“Did you just tell your entire team you only have nine months of runway left, and if you don’t raise money in the next couple of months, your company is dead?" one of my early-stage investors asked. “Yes, I did,” I answered.

He had learned this inadvertently before I could tell him. It was during one of our weekly catch-up meetings. He decided to grab a coffee from the Starbucks across the street. He was standing in line behind two of our team members and heard their conversation. “Can you believe that town hall?" one of them said. "I guess our company really embraces transparency. We have to raise our A round, or we go under. Let’s make sure we do everything we can to support our efforts.”

Deciding to be extremely transparent with our team was scary. How will they react? Will they quit? Will they question me? These are just some of the thoughts running through my head a few years ago before presenting at that town hall. In the end, we chose to lead from a place of trust and not fear. The result then and since has shown that trusting our team and leading with transparency always produces the best outcomes.

Why we tell it like it is

We decided to embrace transparency early on. 

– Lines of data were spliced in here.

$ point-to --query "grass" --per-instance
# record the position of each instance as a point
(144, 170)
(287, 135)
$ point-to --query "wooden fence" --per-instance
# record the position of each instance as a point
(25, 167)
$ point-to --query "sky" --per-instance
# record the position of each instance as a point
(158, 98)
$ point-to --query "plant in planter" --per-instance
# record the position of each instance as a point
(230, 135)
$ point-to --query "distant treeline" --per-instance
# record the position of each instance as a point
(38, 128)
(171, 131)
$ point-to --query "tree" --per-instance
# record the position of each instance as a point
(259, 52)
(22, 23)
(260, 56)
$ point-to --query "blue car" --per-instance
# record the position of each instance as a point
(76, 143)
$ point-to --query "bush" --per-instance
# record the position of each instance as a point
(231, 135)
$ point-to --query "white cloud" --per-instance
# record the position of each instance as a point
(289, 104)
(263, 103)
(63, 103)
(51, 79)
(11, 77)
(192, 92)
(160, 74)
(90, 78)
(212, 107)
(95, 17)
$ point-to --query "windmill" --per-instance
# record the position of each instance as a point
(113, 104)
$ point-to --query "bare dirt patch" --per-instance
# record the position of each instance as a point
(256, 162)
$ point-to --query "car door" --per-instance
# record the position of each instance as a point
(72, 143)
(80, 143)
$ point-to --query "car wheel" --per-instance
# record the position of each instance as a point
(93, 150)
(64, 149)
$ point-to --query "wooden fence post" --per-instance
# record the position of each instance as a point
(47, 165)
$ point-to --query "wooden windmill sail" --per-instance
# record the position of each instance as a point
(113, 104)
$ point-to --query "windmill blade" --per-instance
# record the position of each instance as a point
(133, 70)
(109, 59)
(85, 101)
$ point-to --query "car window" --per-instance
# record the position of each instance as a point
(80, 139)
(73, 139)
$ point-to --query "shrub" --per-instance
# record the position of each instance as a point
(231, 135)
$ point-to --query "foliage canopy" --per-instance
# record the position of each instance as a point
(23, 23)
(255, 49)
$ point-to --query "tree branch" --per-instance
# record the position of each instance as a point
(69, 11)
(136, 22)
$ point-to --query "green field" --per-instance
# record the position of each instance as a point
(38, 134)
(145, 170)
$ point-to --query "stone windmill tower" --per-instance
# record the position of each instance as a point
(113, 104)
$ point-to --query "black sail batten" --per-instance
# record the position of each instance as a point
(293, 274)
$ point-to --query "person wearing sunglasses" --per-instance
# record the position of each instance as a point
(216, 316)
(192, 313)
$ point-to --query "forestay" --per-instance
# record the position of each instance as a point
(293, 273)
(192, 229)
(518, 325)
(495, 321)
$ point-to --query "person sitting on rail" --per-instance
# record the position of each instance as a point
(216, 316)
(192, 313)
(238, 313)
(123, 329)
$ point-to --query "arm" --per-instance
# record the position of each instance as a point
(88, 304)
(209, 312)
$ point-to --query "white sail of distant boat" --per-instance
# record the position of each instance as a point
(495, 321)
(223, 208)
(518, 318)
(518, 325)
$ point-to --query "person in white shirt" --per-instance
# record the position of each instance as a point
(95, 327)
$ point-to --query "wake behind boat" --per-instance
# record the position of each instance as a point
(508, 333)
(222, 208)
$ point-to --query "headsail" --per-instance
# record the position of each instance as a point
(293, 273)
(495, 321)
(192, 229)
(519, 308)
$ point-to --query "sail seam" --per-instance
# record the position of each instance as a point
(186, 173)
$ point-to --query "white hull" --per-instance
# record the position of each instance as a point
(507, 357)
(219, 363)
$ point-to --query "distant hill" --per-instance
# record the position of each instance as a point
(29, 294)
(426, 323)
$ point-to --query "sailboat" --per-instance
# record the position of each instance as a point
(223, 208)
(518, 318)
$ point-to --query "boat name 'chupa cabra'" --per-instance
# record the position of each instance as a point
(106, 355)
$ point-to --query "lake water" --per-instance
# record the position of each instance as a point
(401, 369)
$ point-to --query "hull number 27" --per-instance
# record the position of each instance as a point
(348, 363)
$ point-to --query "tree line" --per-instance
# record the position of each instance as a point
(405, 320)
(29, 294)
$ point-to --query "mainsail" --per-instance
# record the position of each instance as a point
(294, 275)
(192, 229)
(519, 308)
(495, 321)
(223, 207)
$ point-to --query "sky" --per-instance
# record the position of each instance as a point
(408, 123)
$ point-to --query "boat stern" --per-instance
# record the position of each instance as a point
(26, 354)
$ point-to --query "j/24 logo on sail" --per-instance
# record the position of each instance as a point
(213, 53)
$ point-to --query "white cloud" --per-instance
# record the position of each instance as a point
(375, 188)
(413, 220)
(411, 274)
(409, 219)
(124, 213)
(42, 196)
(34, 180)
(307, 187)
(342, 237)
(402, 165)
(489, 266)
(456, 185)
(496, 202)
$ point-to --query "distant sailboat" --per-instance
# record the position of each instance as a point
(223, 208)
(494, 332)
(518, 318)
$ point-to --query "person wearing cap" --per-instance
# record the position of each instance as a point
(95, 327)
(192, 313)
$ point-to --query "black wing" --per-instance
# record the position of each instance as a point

One key influence was the well-known Ben Horowitz book The Hard Things about Hard Things. One of my favorite chapters is “CEOs Should Tell it Like it is.” In this chapter, Horowitz talks about one of the most common mistakes CEOs make: they paint a very positive picture all the time and don't share negatives with their broader team. CEOs do this, Horowitz claims, mainly because they don't trust their team to manage the bad news. 

This type of secrecy breaks the trust between employees and upper management, as a smart team knows that things aren’t always perfect. It can also create a culture in which people are scared to share bad news. 

We took this to heart and decided to build a different culture founded on trust and not fear. We embrace transparency as we're an interdependent collective working very hard to improve the speed and quality of life-saving research. If we aren’t honest with each other and sharing the full picture, how can we succeed?

How we use transparency to fulfill our mission 

Transparency at BenchSci starts with our weekly company newsletter, the same version of which goes to investors and employees. In this newsletter, each department shares its weekly accomplishments and setbacks. We encourage people to be open about their challenges. 

Everyone in the company also receives our monthly investor update. Here we share all of our KPIs and financials. Every employee in the company knows how much money we have in the bank and our runway. 

Our monthly town hall takes this transparency further. It's a deep dive into our OKRs and monthly progress and setbacks. Before the meeting, we also send out an anonymous question submission form. All topics are on the table, and I answer each one that we get. Questions run the spectrum, including product strategy, efforts to improve diversity, compensation strategy, work from home policy, and more. These questions are critically important, as they help us address information gaps and further increase transparency. 

Every quarter we also conduct a quarterly review and kick-off. We summarize our accomplishments and setbacks from the last quarter and communicate our objectives and strategy for the next quarter. We do the same thing for our yearly review and kick-off. We take the time to explain why we're doing what we're doing. After all, if we can't explain it, we probably shouldn't be doing it.

Also, we conduct semi-annual engagement surveys and share the results with our team. Through these surveys, we learn what we can do better. Just as we're transparent with our team about strategy, KPIs, financials, wins, and losses, they're open about what's working and not working for them, which is essential for us to grow and improve as a company continuously.

Overall, for every critical decision that we make, we share a detailed explanation. We believe that our team deserves to know not just which decisions we make, but also why we made them and the process behind them. For example, this is the public version of the presentation we shared with our team regarding our COVID-19 financial strategy. We understood that many people were probably concerned about their livelihood in addition to their health. We shared with the company our detailed strategy, cash reserves, and more.

Some might say that it's not sustainable to maintain such transparency at scale. I disagree. Our team has doubled in size year over year. We have maintained the same level of openness at over 100 people as we did when we were 10. We're excited to continue to grow and build a mission-driven organization founded on trust and transparency.